The paper is a formal research article, so it is written in technical language meant for other scientists, and skips over some background info. Below, we cover the main points so that everyone can appreciate this accomplishment by Foldit players!
Electron density in Foldit
The paper is about recent Foldit puzzles in the Electron Density category, where players fold the target protein into a 3D “cloud” of density that maps the shape of the folded protein. The paper reports solutions from Puzzles 1572, 1588, 1598, and 1606.
Foldit Puzzle 1598: Cryo-EM Freestyle with Density
This is not the first time Foldit players have wowed us in an electron density puzzle! Some of you may remember Puzzle 1152: Foldit vs. UMich Electron Density Challenge from back in 2015. In that contest, players built solutions into a high-resolution (1.9 Å) density map from x-ray diffraction experiments. Foldit players outperformed UMich undergraduates, expert crystallographers, and state-of-the-art computer algorithms! Those results were published in a previous paper.

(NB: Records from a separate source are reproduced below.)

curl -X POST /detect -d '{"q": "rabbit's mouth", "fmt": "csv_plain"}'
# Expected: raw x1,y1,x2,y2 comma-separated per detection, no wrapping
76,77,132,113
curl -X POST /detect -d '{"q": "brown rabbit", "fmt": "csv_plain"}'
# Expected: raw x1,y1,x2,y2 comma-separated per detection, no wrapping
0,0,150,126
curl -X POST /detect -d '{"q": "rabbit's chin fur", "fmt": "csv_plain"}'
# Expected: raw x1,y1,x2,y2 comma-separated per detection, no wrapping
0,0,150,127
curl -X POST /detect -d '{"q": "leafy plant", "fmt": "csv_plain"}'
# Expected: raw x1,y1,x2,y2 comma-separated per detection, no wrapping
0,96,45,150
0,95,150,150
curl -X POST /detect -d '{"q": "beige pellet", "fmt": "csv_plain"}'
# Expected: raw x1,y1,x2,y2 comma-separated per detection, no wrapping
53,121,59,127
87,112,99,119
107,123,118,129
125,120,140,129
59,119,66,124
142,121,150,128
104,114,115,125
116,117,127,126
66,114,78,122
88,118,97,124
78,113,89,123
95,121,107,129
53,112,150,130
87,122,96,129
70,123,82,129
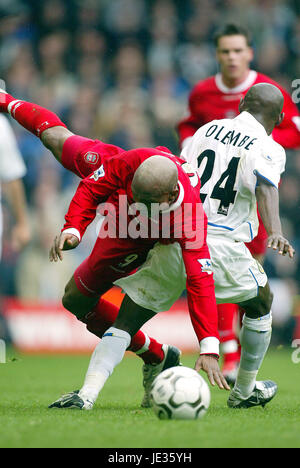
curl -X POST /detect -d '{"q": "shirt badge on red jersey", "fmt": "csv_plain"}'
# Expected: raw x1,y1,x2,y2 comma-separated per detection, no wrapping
84,151,100,165
198,258,213,275
91,164,105,182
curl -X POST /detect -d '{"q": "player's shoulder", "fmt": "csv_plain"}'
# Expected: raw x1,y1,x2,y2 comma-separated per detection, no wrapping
261,135,286,162
191,76,216,95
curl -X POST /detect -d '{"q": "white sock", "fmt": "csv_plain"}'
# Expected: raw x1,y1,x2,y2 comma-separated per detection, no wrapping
233,312,272,399
79,327,131,403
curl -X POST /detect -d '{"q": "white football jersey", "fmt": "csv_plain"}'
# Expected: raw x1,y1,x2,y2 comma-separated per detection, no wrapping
181,112,286,242
0,115,26,257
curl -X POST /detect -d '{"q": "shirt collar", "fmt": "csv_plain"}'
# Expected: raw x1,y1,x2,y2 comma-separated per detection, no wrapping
215,70,257,94
235,111,268,136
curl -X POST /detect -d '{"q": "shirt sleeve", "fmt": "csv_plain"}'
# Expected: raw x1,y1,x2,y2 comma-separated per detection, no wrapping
0,116,26,182
253,141,286,188
62,135,124,179
63,158,128,239
272,88,300,149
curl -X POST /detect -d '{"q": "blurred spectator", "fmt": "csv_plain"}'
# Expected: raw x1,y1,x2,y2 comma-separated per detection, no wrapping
0,0,300,309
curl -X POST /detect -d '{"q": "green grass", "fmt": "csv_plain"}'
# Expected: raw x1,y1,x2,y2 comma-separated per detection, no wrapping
0,348,300,448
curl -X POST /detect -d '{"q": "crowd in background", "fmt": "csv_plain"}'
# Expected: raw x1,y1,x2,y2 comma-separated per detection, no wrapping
0,0,300,338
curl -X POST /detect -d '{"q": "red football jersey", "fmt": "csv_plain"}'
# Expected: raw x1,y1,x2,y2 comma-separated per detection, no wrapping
64,148,218,341
178,70,300,149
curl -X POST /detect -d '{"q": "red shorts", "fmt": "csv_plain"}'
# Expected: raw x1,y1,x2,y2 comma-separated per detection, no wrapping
246,212,268,256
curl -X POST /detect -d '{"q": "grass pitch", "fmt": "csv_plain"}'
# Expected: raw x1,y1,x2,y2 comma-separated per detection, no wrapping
0,348,300,449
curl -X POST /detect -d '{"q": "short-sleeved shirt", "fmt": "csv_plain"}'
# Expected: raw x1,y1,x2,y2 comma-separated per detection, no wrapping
182,112,286,242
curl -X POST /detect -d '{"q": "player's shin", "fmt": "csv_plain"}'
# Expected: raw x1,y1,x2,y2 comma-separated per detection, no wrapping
84,298,164,364
79,327,131,404
233,312,272,399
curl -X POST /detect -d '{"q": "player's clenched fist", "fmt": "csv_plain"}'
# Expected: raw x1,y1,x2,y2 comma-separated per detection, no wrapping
49,232,79,262
268,234,295,258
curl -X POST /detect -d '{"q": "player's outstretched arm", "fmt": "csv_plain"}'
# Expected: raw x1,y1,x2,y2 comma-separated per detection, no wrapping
0,90,73,163
49,232,80,262
255,177,295,258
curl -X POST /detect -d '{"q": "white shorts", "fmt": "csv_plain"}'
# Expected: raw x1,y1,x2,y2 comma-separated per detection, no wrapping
114,235,268,312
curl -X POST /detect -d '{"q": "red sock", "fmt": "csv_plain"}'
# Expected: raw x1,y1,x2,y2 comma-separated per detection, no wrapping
0,93,66,137
218,304,240,364
85,299,164,364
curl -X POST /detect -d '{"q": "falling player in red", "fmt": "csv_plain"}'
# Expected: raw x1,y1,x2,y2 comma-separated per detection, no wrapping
178,25,300,381
0,87,230,406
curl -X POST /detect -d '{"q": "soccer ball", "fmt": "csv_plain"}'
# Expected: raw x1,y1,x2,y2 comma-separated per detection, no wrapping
150,366,210,419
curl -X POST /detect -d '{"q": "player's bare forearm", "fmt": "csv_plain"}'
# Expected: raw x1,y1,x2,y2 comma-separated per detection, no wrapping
256,181,295,258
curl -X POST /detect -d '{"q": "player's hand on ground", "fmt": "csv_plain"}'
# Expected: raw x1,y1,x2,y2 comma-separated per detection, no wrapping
49,232,79,262
195,354,230,390
268,234,295,258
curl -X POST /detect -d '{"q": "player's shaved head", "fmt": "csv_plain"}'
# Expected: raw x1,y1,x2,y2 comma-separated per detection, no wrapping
131,155,178,201
240,83,284,134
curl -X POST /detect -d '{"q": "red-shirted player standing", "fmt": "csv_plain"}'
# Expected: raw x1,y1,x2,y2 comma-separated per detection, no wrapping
178,25,300,382
0,90,229,406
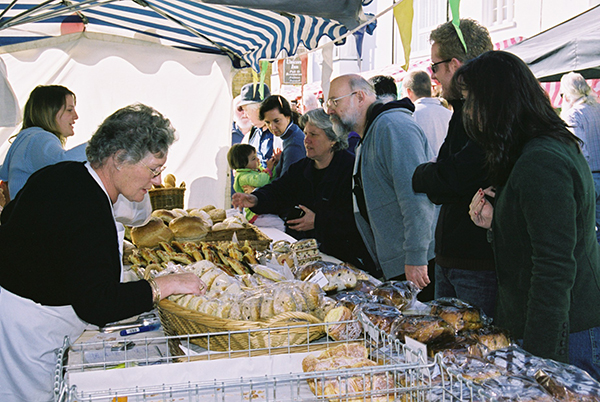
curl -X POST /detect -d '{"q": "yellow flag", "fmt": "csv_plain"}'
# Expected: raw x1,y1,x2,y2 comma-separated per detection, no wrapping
394,0,414,71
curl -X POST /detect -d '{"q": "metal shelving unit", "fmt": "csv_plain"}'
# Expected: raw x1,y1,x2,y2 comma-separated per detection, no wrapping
55,321,473,402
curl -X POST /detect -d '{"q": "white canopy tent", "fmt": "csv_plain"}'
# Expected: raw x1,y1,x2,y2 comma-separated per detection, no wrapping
0,33,232,207
0,0,364,208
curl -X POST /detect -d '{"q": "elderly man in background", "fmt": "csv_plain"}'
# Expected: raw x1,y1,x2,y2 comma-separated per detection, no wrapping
369,75,398,103
560,72,600,243
326,74,434,288
413,19,498,316
402,70,452,156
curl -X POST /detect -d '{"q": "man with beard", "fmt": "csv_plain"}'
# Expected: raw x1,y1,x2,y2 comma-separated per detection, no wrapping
325,74,434,288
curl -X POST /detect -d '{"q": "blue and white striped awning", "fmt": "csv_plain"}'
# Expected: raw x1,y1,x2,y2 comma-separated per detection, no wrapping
0,0,362,70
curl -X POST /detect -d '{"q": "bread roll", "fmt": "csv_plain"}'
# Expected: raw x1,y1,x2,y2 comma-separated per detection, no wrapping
300,282,324,310
163,173,177,188
198,300,219,317
131,217,173,248
169,216,208,241
325,306,362,341
207,208,227,223
152,209,177,224
242,295,262,321
273,288,296,315
260,296,275,320
228,301,242,320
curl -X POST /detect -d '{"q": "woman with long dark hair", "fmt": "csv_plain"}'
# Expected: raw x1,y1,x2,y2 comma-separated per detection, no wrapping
259,95,306,177
468,51,600,379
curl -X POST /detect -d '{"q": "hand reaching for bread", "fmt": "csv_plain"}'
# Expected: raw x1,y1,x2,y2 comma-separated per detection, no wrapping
154,272,206,299
231,193,258,211
285,205,315,232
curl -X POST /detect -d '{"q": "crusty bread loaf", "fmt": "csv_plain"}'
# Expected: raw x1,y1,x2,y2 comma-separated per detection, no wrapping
152,209,179,224
169,216,209,242
324,306,362,341
131,217,173,247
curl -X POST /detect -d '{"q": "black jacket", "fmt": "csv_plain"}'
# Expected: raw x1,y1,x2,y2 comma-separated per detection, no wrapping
412,101,494,270
0,162,152,326
251,150,374,273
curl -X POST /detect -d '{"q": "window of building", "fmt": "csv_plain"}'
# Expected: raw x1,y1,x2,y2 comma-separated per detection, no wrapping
483,0,515,29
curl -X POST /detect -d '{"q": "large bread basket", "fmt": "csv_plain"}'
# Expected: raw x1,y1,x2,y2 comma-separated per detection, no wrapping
158,299,325,352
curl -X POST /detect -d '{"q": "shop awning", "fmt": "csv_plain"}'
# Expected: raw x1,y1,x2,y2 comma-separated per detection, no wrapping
0,0,364,70
506,5,600,81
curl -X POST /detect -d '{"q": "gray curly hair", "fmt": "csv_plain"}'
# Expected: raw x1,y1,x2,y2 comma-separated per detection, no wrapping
85,103,175,168
300,108,348,152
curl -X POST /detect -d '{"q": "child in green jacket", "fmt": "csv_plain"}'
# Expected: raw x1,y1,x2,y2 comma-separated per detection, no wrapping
227,144,275,223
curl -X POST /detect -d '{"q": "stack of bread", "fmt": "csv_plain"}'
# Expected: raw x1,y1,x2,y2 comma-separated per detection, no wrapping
129,240,258,277
169,260,326,321
302,343,395,402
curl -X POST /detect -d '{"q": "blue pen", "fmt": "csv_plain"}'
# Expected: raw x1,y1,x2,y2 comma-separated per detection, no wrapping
119,323,160,336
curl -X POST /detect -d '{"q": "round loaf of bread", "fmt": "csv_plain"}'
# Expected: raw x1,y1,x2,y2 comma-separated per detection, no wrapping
199,205,216,212
169,216,209,241
152,209,179,224
131,217,173,248
207,208,227,223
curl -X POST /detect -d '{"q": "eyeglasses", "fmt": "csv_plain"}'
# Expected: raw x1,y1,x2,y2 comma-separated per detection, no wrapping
325,91,356,108
431,59,452,74
140,161,167,177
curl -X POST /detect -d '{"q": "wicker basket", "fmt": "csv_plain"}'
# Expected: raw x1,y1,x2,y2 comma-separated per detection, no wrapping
148,187,185,211
158,299,325,352
202,223,273,251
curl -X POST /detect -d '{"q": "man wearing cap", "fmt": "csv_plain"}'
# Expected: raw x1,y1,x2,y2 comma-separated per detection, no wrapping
239,83,282,168
412,18,498,317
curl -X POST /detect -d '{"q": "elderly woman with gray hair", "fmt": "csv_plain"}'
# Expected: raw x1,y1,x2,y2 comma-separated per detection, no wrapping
232,109,375,271
0,104,205,401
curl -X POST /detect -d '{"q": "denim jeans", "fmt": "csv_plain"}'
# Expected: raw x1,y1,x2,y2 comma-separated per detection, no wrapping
592,173,600,243
569,327,600,381
435,264,498,318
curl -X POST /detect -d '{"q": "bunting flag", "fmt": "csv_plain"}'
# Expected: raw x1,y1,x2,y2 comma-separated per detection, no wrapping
394,0,414,71
258,60,269,99
321,42,333,101
352,27,366,69
449,0,467,53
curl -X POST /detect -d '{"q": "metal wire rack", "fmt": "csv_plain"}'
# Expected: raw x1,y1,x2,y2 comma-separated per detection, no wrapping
55,321,473,402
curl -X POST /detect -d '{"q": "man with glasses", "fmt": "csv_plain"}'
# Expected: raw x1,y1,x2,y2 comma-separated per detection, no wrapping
325,74,434,288
413,19,497,316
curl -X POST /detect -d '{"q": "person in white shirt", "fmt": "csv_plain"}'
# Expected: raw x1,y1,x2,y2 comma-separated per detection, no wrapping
402,70,452,157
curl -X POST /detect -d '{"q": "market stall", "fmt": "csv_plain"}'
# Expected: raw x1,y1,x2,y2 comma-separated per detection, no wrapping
50,201,600,402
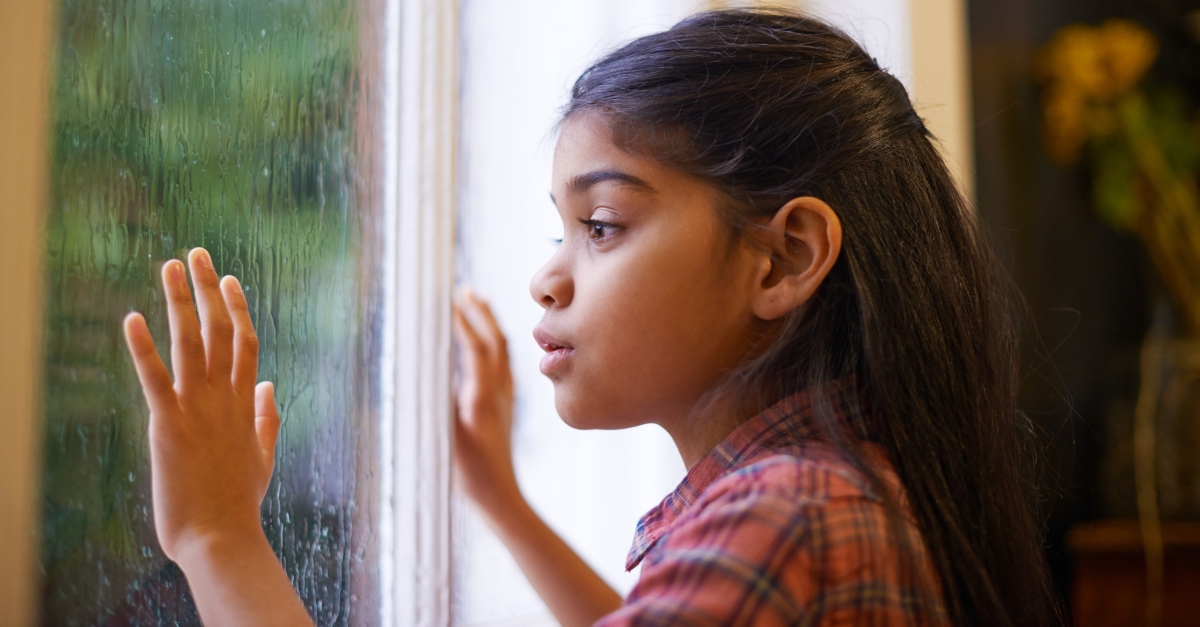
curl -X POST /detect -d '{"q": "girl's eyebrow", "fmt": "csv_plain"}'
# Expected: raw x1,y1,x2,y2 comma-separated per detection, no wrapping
550,169,656,204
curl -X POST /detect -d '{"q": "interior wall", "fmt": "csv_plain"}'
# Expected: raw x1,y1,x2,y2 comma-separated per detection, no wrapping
968,0,1200,600
0,0,52,625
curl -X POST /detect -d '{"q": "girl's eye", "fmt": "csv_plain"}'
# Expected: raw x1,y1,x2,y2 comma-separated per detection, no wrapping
580,220,617,240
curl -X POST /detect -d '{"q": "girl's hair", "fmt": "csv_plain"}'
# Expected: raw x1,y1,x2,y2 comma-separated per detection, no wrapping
563,10,1062,626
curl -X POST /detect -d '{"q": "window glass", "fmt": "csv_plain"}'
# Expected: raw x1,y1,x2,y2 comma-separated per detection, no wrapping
452,0,707,626
41,0,380,625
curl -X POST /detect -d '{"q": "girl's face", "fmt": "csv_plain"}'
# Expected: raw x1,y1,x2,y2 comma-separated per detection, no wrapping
529,114,755,448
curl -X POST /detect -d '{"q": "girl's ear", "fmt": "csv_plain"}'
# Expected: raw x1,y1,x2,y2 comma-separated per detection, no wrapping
751,196,841,321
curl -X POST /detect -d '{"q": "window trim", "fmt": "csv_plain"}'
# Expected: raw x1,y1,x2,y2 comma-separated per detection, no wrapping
379,0,458,627
0,0,54,625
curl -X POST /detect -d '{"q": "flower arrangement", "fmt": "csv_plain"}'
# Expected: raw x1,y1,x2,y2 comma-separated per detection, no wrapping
1036,19,1200,339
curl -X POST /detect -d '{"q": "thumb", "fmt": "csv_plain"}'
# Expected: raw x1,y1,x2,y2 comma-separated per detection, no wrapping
254,381,280,471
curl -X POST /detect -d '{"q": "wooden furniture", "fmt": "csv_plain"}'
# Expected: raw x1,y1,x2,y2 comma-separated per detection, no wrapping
1067,520,1200,627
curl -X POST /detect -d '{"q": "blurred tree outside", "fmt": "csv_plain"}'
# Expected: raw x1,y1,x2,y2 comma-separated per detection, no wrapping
41,0,379,625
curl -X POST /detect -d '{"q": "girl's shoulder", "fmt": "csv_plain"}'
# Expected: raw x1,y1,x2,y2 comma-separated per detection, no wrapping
604,446,946,625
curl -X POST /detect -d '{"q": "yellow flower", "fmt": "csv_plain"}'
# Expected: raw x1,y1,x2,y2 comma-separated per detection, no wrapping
1099,19,1158,95
1036,19,1158,101
1037,24,1105,97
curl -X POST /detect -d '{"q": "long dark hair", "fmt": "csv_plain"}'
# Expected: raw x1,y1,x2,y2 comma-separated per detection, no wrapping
563,10,1062,626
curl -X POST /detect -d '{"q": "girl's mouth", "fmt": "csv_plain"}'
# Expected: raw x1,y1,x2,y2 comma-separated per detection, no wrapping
533,326,575,377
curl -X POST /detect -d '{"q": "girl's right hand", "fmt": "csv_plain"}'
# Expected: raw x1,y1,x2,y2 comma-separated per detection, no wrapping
454,289,523,516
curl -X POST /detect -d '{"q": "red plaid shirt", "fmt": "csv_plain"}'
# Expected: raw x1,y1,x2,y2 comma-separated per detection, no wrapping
596,384,948,627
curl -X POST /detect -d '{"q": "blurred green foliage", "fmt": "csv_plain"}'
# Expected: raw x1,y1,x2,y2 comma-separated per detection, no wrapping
41,0,378,625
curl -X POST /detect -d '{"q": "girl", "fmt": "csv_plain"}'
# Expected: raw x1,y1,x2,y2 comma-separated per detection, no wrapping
125,11,1060,626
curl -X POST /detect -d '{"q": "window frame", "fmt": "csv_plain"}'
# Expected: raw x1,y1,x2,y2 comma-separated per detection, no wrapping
0,0,54,625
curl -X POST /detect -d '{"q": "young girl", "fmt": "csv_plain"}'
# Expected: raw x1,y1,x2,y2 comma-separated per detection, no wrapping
125,11,1060,626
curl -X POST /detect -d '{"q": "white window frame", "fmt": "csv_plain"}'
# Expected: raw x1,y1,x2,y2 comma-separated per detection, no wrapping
0,0,54,625
379,0,458,627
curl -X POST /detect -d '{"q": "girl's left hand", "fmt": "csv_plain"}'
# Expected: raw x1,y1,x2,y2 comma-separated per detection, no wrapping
454,289,524,523
125,249,280,561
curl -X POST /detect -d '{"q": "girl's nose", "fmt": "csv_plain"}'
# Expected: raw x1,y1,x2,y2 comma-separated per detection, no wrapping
529,247,575,309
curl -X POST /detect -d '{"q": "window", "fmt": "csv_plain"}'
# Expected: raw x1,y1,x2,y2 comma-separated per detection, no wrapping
41,0,384,625
14,0,969,626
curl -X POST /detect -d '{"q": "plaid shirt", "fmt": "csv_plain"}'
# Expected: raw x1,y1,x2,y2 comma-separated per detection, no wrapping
596,384,948,627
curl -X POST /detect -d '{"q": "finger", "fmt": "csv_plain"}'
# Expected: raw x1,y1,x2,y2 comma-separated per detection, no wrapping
468,292,509,363
187,249,233,382
450,305,487,380
162,259,208,387
221,276,258,399
254,381,280,470
124,312,179,416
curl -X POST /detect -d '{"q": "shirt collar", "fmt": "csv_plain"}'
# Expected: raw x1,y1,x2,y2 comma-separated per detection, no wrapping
625,382,865,571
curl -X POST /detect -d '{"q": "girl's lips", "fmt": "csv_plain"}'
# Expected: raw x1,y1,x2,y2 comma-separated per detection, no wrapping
538,346,575,377
533,326,575,376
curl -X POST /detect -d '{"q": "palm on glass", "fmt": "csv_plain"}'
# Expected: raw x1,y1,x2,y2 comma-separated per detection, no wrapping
125,249,280,561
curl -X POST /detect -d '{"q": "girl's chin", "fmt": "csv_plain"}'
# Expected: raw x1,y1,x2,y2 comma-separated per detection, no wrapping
554,389,644,431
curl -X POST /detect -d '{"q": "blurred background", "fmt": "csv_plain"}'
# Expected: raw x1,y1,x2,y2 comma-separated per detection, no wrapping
0,0,1200,626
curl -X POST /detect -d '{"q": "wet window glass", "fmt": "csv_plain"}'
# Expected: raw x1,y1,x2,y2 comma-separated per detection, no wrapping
41,0,382,625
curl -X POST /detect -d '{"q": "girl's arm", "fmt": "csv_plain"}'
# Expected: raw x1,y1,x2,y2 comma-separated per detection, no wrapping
118,249,312,626
454,292,622,627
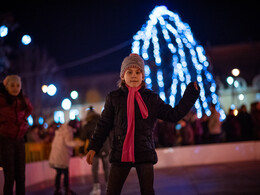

This previous result gave us a clue that electron density might be a sweet spot for Foldit players, so we started to look at other kinds of density maps...
Cryo-electron microscopy (cryo-EM) is another technique for getting density maps and solving protein structures. In a cryo-EM experiment, a sample of protein in solution is spread on a thin metal wafer and quickly cooled to cryogenic temperatures to quench all molecular motion, freezing all of the protein atoms in a sheet of vitreous ice. Then we bombard the frozen sample with a beam of high-energy electrons, which scatter when they collide with the atoms of the protein. A detector measures the electron scattering, and the result is a grainy 2D “micrograph” of the wafer and any proteins on its surface.
Example cryo-EM micrograph of the S. entomophila antifeeding prophage, used to generate the maps for the puzzles in this paper. Used with permission of Ambroise Desfosses and Irina Gutsche (source).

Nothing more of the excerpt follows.